Attempt to Seize US Capitol ‘Not Only Weakened America but Strengthened It,’ Russian Commentators Say

Paul Goble

            Staunton, January 7 – The attempt by a pro-Trump mob, egged on by Donald Trump, to enter and then overrun the Capitol when the House and Senate were assembled to confirm the election of Joe Biden as president and the measured response of security personnel which ultimately expelled them and is leading to arrests generated a great deal of reaction in Russia.

            Predictably, many Russian official outlets could barely contain their pleasure in seeing the US experience some of the violence that they believe Washington has sponsored in former Soviet republics to pull them away from Moscow; but they were constrained by fears that talking about a crowd seeking to stage an insurrection could give Russians ideas.

            But a more interesting reaction came from some Russian commentators who said that what had happened in Washington “not only weakens America but at the same time strengthens it,” as former Putin speechwriter and political analyst Abbas Gallyamov put it in an initial reaction piece (https://echo.msk.ru/blog/gallyamov_a/2770020-echo/).

            “Democracy,” he points out, “is distinguished from authoritarianism in that it does not deny the right of people to be dissatisfied. If under a dictatorship a crowd in the street invariably means that something in the country is not going right, there is no such sense in a democracy. People don’t like something, and they go out and protest. Everything is logical.”
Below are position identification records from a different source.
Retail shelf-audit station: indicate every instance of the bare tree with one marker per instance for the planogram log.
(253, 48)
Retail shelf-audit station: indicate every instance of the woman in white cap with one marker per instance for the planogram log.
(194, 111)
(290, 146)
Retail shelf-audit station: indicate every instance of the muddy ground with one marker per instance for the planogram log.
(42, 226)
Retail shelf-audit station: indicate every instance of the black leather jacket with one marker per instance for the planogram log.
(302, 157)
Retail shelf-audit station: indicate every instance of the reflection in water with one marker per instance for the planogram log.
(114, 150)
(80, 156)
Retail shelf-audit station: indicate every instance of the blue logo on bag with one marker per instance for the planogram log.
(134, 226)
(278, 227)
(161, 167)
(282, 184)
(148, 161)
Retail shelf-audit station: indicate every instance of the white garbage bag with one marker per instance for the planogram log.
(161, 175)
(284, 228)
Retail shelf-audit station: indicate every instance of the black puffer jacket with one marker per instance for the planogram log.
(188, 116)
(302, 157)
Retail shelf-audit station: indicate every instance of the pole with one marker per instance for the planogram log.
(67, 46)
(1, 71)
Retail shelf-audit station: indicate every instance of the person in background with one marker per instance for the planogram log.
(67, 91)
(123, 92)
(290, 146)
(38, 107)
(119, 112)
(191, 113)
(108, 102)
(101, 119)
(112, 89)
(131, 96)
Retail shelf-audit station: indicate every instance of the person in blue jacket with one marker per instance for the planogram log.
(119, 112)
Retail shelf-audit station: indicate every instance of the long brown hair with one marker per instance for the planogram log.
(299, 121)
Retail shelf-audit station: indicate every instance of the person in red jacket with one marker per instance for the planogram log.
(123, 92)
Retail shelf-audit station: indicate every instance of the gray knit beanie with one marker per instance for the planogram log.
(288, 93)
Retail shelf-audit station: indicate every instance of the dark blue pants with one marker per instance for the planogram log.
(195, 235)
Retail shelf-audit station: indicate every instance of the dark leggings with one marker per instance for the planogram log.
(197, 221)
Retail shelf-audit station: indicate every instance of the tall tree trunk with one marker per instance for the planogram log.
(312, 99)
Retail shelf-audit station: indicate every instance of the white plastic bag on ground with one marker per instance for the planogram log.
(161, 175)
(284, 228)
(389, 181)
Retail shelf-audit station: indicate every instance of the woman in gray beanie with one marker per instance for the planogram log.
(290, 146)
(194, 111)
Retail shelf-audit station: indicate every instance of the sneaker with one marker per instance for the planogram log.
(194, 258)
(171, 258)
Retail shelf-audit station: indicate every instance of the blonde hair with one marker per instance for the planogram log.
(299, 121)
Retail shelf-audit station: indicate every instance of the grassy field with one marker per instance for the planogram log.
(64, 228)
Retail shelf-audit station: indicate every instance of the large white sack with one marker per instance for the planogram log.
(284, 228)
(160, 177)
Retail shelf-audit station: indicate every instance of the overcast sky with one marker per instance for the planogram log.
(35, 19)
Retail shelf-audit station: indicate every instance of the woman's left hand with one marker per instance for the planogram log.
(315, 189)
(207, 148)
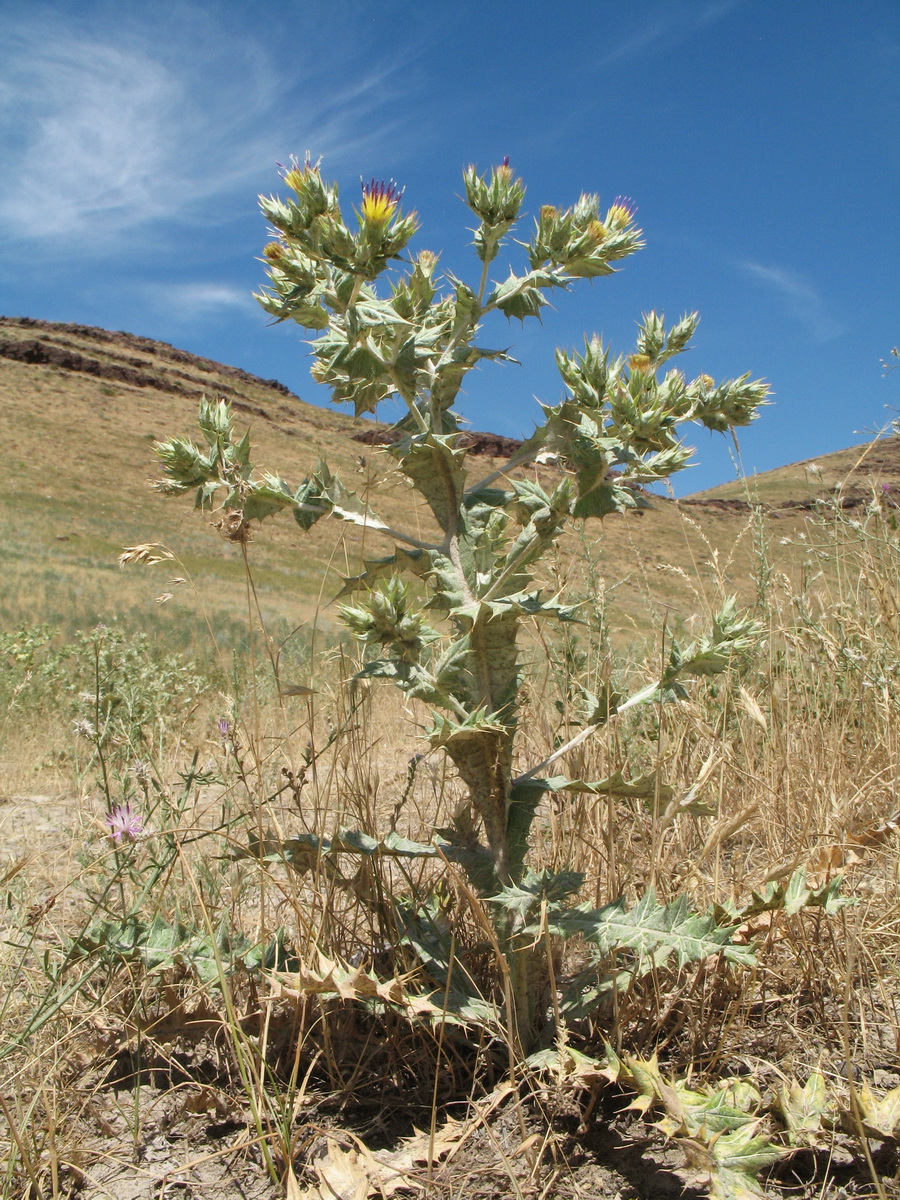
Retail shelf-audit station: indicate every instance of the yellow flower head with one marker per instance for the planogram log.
(381, 201)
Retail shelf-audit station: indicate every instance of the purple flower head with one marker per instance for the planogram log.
(622, 211)
(125, 823)
(381, 199)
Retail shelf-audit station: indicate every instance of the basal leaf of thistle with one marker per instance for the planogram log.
(424, 930)
(810, 1113)
(654, 930)
(645, 787)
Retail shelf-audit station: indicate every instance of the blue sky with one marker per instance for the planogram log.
(759, 139)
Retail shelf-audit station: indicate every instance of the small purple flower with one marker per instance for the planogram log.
(622, 211)
(125, 823)
(381, 199)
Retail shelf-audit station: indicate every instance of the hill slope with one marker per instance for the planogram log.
(82, 408)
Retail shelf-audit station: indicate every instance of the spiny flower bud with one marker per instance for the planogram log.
(426, 262)
(599, 232)
(298, 177)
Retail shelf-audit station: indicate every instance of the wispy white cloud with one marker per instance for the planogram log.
(198, 300)
(798, 298)
(666, 27)
(108, 126)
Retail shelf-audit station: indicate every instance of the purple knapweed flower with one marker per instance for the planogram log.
(125, 823)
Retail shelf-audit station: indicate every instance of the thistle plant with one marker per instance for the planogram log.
(387, 325)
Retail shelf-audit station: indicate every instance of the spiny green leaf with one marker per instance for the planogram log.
(808, 1111)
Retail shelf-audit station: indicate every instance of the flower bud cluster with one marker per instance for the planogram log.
(497, 199)
(313, 239)
(582, 243)
(387, 619)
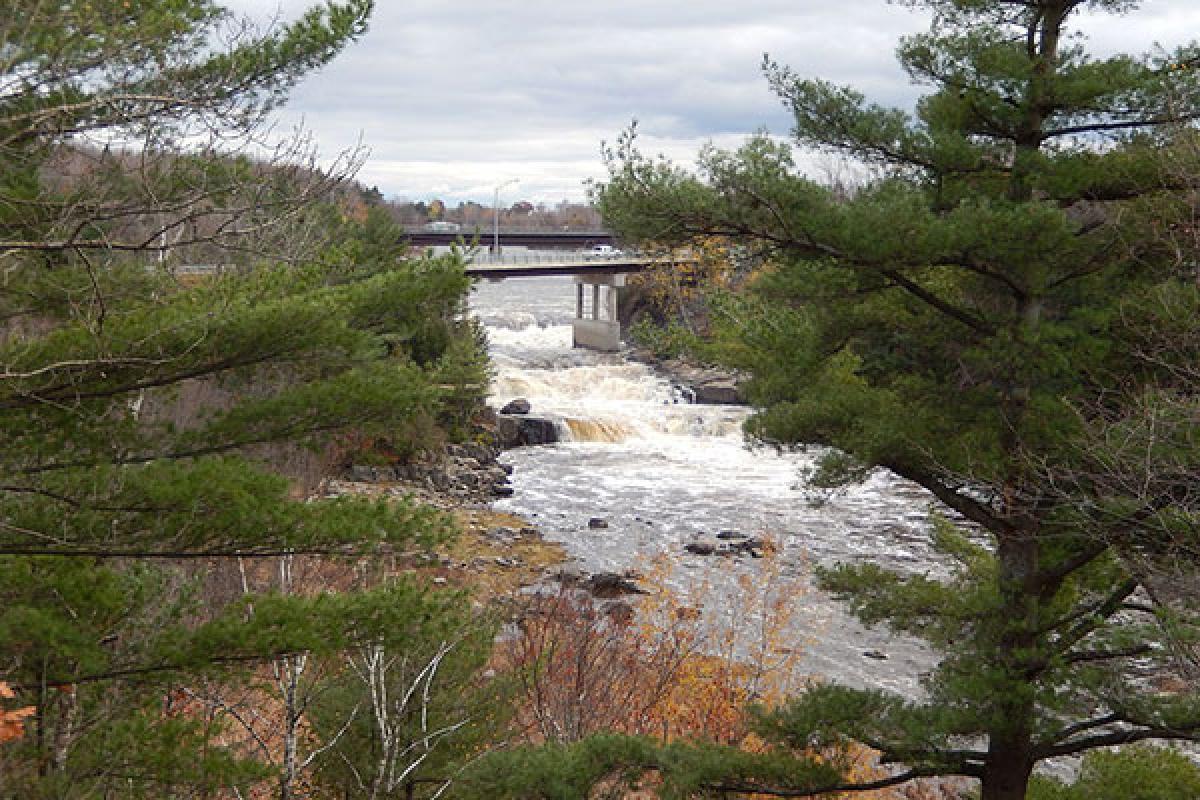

            “Under authoritarianism, the inability of the powers to deal with a crowd looks like weakness: under democracy, it doesn’t appear that way. Strictly speaking, the authorities in general must not interference with the expression of their disagreement,” as long as the protesters don’t take things “to the absurd” and engage in violence or acts of intimidation.

            According to Gallyamov, “by allowing the dissatisfied to freely demonstrate their dissatisfaction, democracy simply yet again shows that it is democracy. It only confirms at that movement its legitimacy and so a moment of weakness becomes a moment of strength,” again as long as protesters don’t engage in violent acts.

            What happened in the Capitol building in Washington involved violence, but democracy has another way to show its superiority, the Moscow analyst suggests. It focuses on identifying and punishing those who engage in violent acts rather than on those who exercise their rights to protest.

            Another Moscow writer, journalist Dmitry Kolezev, takes the same position. He argues that the attack on the Capitol, an act of violent insurrection, does in fact represent a crisis in American democracy but says that “a crisis if it does not destroy the system can strengthen and improve it (kasparov.ru/material.php?id=5FF6C65B84869).

            And that is yet another difference between democracies and dictatorships, he suggests. Democracies are capable of addressing this kind of challenges in ways that reflect the underlying strengths of the system while dictatorships, faced with these same challenges, often enter into a spasmodic death spiral.